После отмежевания Вл. Соловьева от безусловного пантеизма, после его учения о синтезе веры и разума и, наконец, после выяснения софийной сущности его идеализма мы теперь можем приступить и к более частным его религиозно–историческим исканиям, где тоже постоянное стремление ввысь и вдаль всегда преодолевало у него неподвижность религиозно–философской системы, всегда заставляло переходить от одной концепции к другой и іде все его социально–исторические искания закончились чисто апокалипсическим изображением всеобщего светопреставления.

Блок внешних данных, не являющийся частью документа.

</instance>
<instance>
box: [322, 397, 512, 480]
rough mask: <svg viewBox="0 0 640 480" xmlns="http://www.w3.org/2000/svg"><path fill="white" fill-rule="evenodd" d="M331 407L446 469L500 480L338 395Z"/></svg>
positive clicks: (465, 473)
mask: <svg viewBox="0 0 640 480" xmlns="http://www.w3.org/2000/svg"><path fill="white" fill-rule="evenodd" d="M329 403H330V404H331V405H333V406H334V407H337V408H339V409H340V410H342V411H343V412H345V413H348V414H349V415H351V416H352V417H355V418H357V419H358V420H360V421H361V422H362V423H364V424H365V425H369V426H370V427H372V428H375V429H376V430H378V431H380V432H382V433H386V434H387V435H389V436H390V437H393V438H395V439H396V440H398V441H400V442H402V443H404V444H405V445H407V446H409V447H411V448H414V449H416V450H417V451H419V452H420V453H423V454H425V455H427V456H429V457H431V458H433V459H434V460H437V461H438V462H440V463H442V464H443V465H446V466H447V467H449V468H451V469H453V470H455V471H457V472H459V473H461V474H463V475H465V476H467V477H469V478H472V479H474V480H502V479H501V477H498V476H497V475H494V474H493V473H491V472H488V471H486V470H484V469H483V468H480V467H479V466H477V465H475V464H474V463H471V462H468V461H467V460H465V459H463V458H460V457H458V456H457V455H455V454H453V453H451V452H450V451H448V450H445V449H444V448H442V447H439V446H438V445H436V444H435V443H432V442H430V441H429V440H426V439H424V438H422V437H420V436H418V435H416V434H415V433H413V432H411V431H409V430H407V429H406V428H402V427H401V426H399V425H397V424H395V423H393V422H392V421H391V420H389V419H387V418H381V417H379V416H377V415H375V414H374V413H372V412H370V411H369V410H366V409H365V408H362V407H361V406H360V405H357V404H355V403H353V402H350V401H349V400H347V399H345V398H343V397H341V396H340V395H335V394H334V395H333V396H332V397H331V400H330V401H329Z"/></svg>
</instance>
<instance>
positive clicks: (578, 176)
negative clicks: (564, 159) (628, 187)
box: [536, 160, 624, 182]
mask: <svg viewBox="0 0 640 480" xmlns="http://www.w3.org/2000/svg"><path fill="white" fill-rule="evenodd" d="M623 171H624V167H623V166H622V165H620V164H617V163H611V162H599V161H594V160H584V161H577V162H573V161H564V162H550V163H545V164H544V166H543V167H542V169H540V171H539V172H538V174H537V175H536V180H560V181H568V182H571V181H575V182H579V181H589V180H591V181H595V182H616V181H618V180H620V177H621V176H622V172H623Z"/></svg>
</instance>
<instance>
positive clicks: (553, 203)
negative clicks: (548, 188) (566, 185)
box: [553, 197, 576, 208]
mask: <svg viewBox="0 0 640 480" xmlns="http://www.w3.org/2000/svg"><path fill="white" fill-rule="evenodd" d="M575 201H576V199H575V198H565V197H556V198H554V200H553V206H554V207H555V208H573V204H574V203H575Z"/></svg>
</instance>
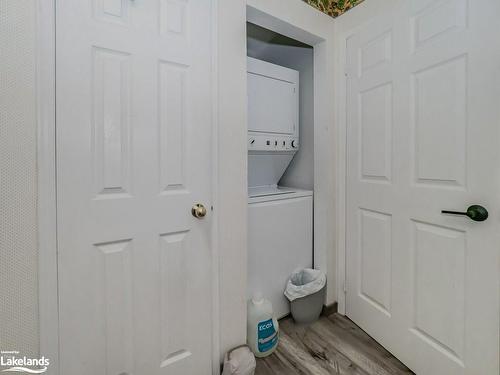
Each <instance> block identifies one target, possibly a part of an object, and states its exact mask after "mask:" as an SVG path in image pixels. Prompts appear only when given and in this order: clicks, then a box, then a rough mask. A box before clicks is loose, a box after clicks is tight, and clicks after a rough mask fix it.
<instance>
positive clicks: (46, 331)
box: [36, 0, 59, 375]
mask: <svg viewBox="0 0 500 375" xmlns="http://www.w3.org/2000/svg"><path fill="white" fill-rule="evenodd" d="M55 2H56V0H47V1H42V0H39V1H37V2H36V6H37V11H36V23H37V24H36V33H37V39H36V45H37V47H36V97H37V147H38V150H37V158H38V175H37V177H38V183H37V188H38V207H37V209H38V310H39V330H40V336H39V340H40V342H39V345H40V355H44V356H45V357H47V358H48V359H49V360H50V366H49V369H48V371H47V374H48V375H58V374H59V308H58V298H59V297H58V281H57V215H56V212H57V199H56V138H55V137H56V135H55V134H56V123H55V118H56V103H55V98H56V90H55V82H56V81H55V77H56V70H55V66H56V61H55V57H56V56H55V38H56V33H55V11H56V4H55Z"/></svg>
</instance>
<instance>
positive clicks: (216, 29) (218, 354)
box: [211, 0, 221, 375]
mask: <svg viewBox="0 0 500 375" xmlns="http://www.w3.org/2000/svg"><path fill="white" fill-rule="evenodd" d="M218 6H219V2H218V0H212V11H211V13H212V14H211V17H212V23H211V27H212V30H211V33H212V41H211V43H212V56H211V57H212V73H211V74H212V87H211V89H212V202H213V203H212V204H213V207H217V206H218V200H217V197H218V195H219V194H218V178H219V174H218V171H219V169H218V163H217V160H218V158H217V155H218V151H219V149H218V142H217V138H218V133H219V126H218V106H219V100H218V92H219V90H218V85H217V78H218V74H219V69H218V63H217V62H218V48H217V45H218V38H219V35H218V32H217V30H218V26H217V20H218V17H217V13H218V12H217V10H218ZM212 214H213V222H212V237H211V240H212V243H211V251H212V374H214V375H216V374H219V373H220V350H221V345H220V336H221V335H220V308H219V304H220V297H219V294H220V287H219V272H220V271H219V241H218V233H219V225H218V223H219V210H213V211H212Z"/></svg>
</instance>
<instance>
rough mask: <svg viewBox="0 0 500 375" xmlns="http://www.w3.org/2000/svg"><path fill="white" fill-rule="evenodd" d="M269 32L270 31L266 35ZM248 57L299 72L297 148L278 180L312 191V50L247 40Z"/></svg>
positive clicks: (313, 158)
mask: <svg viewBox="0 0 500 375" xmlns="http://www.w3.org/2000/svg"><path fill="white" fill-rule="evenodd" d="M269 33H271V32H269ZM247 52H248V56H250V57H254V58H257V59H261V60H264V61H268V62H270V63H273V64H277V65H281V66H285V67H287V68H291V69H295V70H298V71H299V73H300V85H299V95H300V105H299V113H300V118H299V134H300V148H299V151H298V152H297V153H296V154H295V156H294V158H293V160H292V162H291V163H290V165H289V166H288V168H287V170H286V171H285V174H284V175H283V177H282V178H281V181H280V185H283V186H290V187H296V188H301V189H307V190H312V189H313V188H314V57H313V56H314V51H313V49H312V48H310V47H309V48H308V47H306V46H296V45H289V44H278V43H274V42H271V43H269V42H266V41H265V40H263V39H262V38H257V37H255V36H250V37H248V38H247Z"/></svg>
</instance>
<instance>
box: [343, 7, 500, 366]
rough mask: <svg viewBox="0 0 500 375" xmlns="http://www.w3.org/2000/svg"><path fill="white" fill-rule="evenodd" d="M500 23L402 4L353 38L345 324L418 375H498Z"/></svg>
mask: <svg viewBox="0 0 500 375" xmlns="http://www.w3.org/2000/svg"><path fill="white" fill-rule="evenodd" d="M498 14H500V4H499V3H498V2H496V1H491V0H480V1H474V2H471V1H467V0H440V1H430V0H426V1H421V0H413V1H404V2H401V3H400V4H399V5H398V7H397V8H395V9H394V11H393V13H392V14H388V15H386V16H384V17H380V18H378V19H375V20H374V21H372V22H370V23H369V24H366V25H364V26H362V27H361V28H359V29H358V30H357V31H356V32H355V33H354V34H353V35H351V36H350V37H349V39H348V45H347V72H348V83H347V87H348V90H347V92H348V94H347V95H348V99H347V116H348V120H347V143H348V145H347V148H348V163H347V210H346V212H347V220H346V223H347V225H346V226H347V234H346V241H347V247H346V259H347V315H348V316H349V317H350V318H351V319H353V320H354V321H355V322H356V323H357V324H359V325H360V326H361V327H362V328H363V329H365V330H366V331H367V332H368V333H369V334H371V335H372V336H373V337H374V338H375V339H377V340H378V341H380V342H381V343H382V344H383V345H384V346H386V347H387V348H388V349H389V350H390V351H391V352H393V353H394V354H395V355H396V356H397V357H398V358H400V359H401V360H402V361H403V362H405V363H406V364H407V365H408V366H409V367H410V368H411V369H412V370H413V371H415V372H416V373H417V374H423V375H446V374H450V375H452V374H453V375H457V374H464V375H465V374H471V375H472V374H484V375H490V374H491V375H494V374H498V372H499V355H498V353H499V290H498V287H499V243H500V241H499V234H498V232H499V231H498V221H499V219H500V217H499V207H500V199H499V194H498V191H499V178H500V174H499V168H498V165H499V161H500V158H499V153H500V151H499V150H500V147H499V144H500V133H499V129H500V124H499V122H500V120H499V119H500V111H499V109H498V108H499V103H500V101H499V99H500V94H499V89H498V87H499V83H500V71H499V67H500V52H499V48H498V35H500V27H499V23H498V21H497V20H496V18H497V17H498ZM472 204H480V205H483V206H485V207H486V208H487V209H489V213H490V217H489V219H488V220H487V221H485V222H474V221H471V220H470V219H468V218H464V217H460V216H450V215H443V214H441V210H450V209H451V210H457V211H465V210H466V209H467V207H468V206H469V205H472Z"/></svg>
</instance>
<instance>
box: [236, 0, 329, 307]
mask: <svg viewBox="0 0 500 375" xmlns="http://www.w3.org/2000/svg"><path fill="white" fill-rule="evenodd" d="M285 2H286V6H285V7H286V12H284V11H283V9H284V7H283V6H284V3H285ZM247 20H248V21H250V22H252V23H254V24H257V25H258V26H261V27H264V28H266V29H268V30H271V31H274V32H277V33H279V34H282V35H285V36H287V37H290V38H293V39H296V40H298V41H300V42H303V43H306V44H308V45H310V46H312V47H313V53H314V218H313V222H314V250H313V254H314V255H313V259H314V267H315V268H317V269H320V270H322V271H324V272H325V273H326V275H327V279H328V284H327V295H326V300H325V304H326V305H332V304H333V303H334V302H336V301H337V299H338V297H339V295H338V293H337V288H338V279H337V275H336V268H337V266H336V262H337V259H336V246H337V244H336V240H335V237H336V232H337V228H338V223H337V215H336V214H335V212H336V210H337V208H336V206H337V205H336V202H335V199H332V197H333V198H336V194H335V190H336V181H335V179H336V175H335V165H336V162H334V163H333V165H334V168H332V167H331V161H332V160H333V161H335V160H336V159H337V158H336V153H335V152H334V150H333V147H332V145H335V139H336V137H337V135H336V129H335V109H334V108H333V106H332V105H330V98H332V97H334V90H335V88H334V67H335V62H334V41H335V38H334V20H333V18H331V17H330V16H328V15H326V14H324V13H321V12H319V11H318V10H316V9H314V8H313V7H311V6H310V5H308V4H306V3H305V2H303V1H298V0H297V1H289V0H287V1H283V0H281V1H279V0H274V1H269V0H247ZM244 79H245V81H246V75H245V78H244Z"/></svg>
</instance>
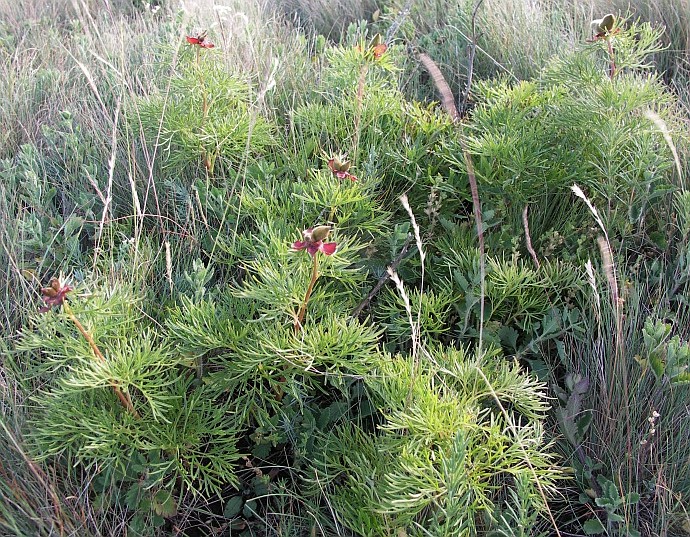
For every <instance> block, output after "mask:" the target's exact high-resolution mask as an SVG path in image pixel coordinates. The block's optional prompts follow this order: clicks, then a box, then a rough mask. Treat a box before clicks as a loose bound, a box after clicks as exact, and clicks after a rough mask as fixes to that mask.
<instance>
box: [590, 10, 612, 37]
mask: <svg viewBox="0 0 690 537" xmlns="http://www.w3.org/2000/svg"><path fill="white" fill-rule="evenodd" d="M615 22H616V17H615V16H614V14H613V13H609V14H607V15H604V16H603V17H602V18H601V19H594V20H593V21H592V22H591V23H590V24H591V26H592V32H594V37H595V39H596V38H599V39H600V38H602V37H606V36H607V35H609V34H610V33H611V32H612V30H613V27H614V24H615Z"/></svg>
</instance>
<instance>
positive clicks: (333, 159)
mask: <svg viewBox="0 0 690 537" xmlns="http://www.w3.org/2000/svg"><path fill="white" fill-rule="evenodd" d="M328 168H329V169H330V170H331V171H332V172H333V175H335V176H336V177H337V178H338V179H349V180H350V181H356V180H357V178H356V177H355V176H354V175H352V174H351V173H350V172H349V171H348V170H349V169H350V161H349V160H345V159H344V158H342V157H331V158H329V159H328Z"/></svg>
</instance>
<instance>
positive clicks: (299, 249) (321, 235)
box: [292, 226, 338, 257]
mask: <svg viewBox="0 0 690 537" xmlns="http://www.w3.org/2000/svg"><path fill="white" fill-rule="evenodd" d="M330 231H331V228H330V226H317V227H314V228H311V227H310V228H309V229H305V230H304V231H303V232H302V237H303V238H304V240H303V241H295V242H294V243H292V247H293V249H295V250H307V252H309V255H311V256H312V257H313V256H315V255H316V252H321V253H323V254H325V255H333V254H334V253H335V250H336V248H337V246H338V245H337V244H336V243H335V242H324V240H326V238H327V237H328V234H329V233H330Z"/></svg>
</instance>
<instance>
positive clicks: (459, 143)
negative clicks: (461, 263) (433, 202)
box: [419, 36, 486, 351]
mask: <svg viewBox="0 0 690 537" xmlns="http://www.w3.org/2000/svg"><path fill="white" fill-rule="evenodd" d="M473 41H475V42H476V36H473ZM419 60H420V61H421V62H422V64H423V65H424V67H426V69H427V70H428V71H429V74H430V75H431V78H432V79H433V81H434V84H436V89H438V91H439V93H440V94H441V103H442V104H443V107H444V108H445V110H446V112H448V114H450V116H451V118H452V119H453V122H454V123H458V122H459V121H460V114H458V109H457V108H456V107H455V100H454V99H453V93H452V92H451V91H450V87H449V86H448V83H447V82H446V79H445V77H444V76H443V73H441V70H440V69H439V68H438V66H437V65H436V63H435V62H434V60H432V59H431V58H430V57H429V56H428V55H427V54H420V55H419ZM458 140H459V144H460V147H461V149H462V154H463V157H464V158H465V166H466V168H467V179H468V181H469V183H470V191H471V192H472V206H473V207H474V220H475V223H476V225H477V236H478V237H479V270H480V277H481V281H480V297H479V350H480V351H481V348H482V339H483V337H484V303H485V300H484V296H485V295H486V260H485V252H486V248H485V245H484V231H483V227H484V226H483V224H482V208H481V204H480V202H479V189H478V188H477V177H476V176H475V174H474V166H473V165H472V158H471V157H470V154H469V151H468V150H467V146H466V145H465V141H464V140H463V138H462V136H460V137H459V138H458Z"/></svg>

4. Критика византийско–московского православия. Еще до мнимого «разрыва» со старым славянофильством Вл. Соловьев также весьма критически относился и к восточному, то есть византийско–московскому, православию, перед которым славянофилы безоговорочно преклонялись. Вот что мы встречаем в «Чтениях о Богочеловечестве», тоже относящихся еще к 1877—1881 годам. Считая, что восточная церковь сохранила «истину Христову», он думает, что она «не осуществила ее во внешней действительности, не дала ей реального выражения, не создала христианской культуры, как Запад создал культуру антихристианскую» (III, 178). И далее у него здесь целое рассуждение о том, как восточное православие не сумело объединить рациональное и материальное и тем достигнуть подлинной истины. «Между тем в Православной Церкви огромное большинство ее членов было пленено в послушании истины непосредственным влечением, а не пришло сознательным ходом своей внутренней жизни. Вследствие этого собственно человеческий элемент оказался в обществе христианском слишком слабым и недостаточным для свободного и разумного проведения божественного начала во внешнюю действительность, а вследствие этого и последняя (то есть материальная действительность) пребывала вне божественного начала, и христианское сознание не было свободно от некоторого дуализма между Богом и миром» (III, 178—179). В дальнейшем Вл. Соловьев станет даже на путь весьма острого и резкого критицизма и разоблачения византийско–московского православия. Но, собственно говоря, все существенное из этой критики уже сформулировано в приведенных словах. И это значит, что он никогда не был славянофилом в узком смысле слова и что, несмотря на свою глубокую и безоговорочную веру в истину православия, всегда был и оставался критически мыслящим философом и беспощадным разоблачителем всех недугов того религиозного мировоззрения, которое в его времена часто было предметом только слепой и внеразумной веры.